Dive Brief:
- An expert advisory panel to the FDA on Tuesday overwhelmingly voted to recommend that the agency approve Celltrion & Pfizer's Remsima, a copycat of Johnson & Johnson's blockbuster anti-inflammatory biologic Remicade.
- Remicade notched $4.5 billion in sales in U.S. sales last year.
- The FDA approved the first biosimilar in America last year, Novartis' Zarxio (a copycat of Amgen's Neupogen).
Dive Insight:
The strong panel backing suggests that FDA advisers are becoming more open to moving biosimilar treatments through the regulatory process. While biosims have been common in other markets for years, there are still big questions surrounding their approval pathways and possible legal issues in the U.S.
Biologics makers won't take the competition lying down, either. As the Wall Street Journal reports, companies like Humira-maker AbbVie have been ramping up efforts to prevent biosimilar market entry by pursuing additional patents on older drugs.

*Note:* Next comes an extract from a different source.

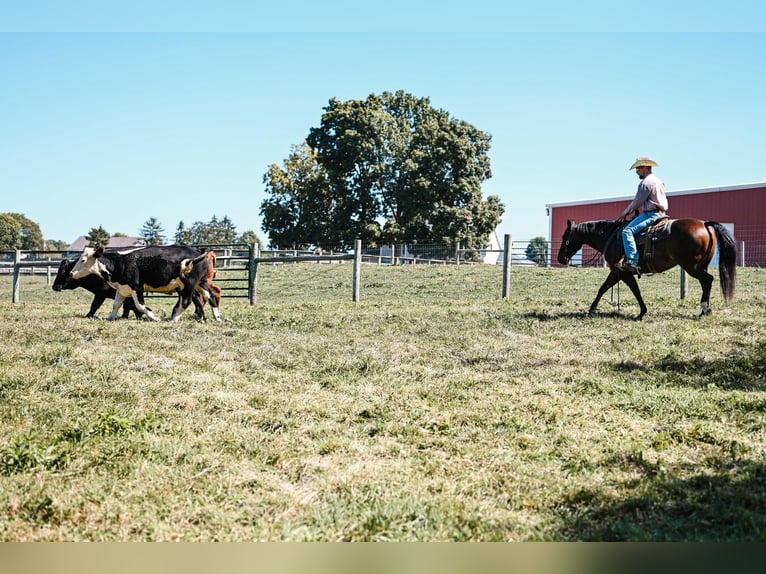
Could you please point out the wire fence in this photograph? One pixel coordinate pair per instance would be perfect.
(237, 264)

Humira itself has approximately 70 patents associated with it, and AbbVie expects these patents to keep copycats out of the way until 2022.
Companies like Amgen, Novartis, Samsung Bioepis, and others are pursuing approvals for biosimilars of some of the best-selling biologics in the world, including Humira, Herceptin, and even the Sanofi insulin Lantus. And last month, Samsung Bioepis scored the first-ever approval in the EU for a biosimilar of Amgen's anti-inflammatory best-seller Enbrel.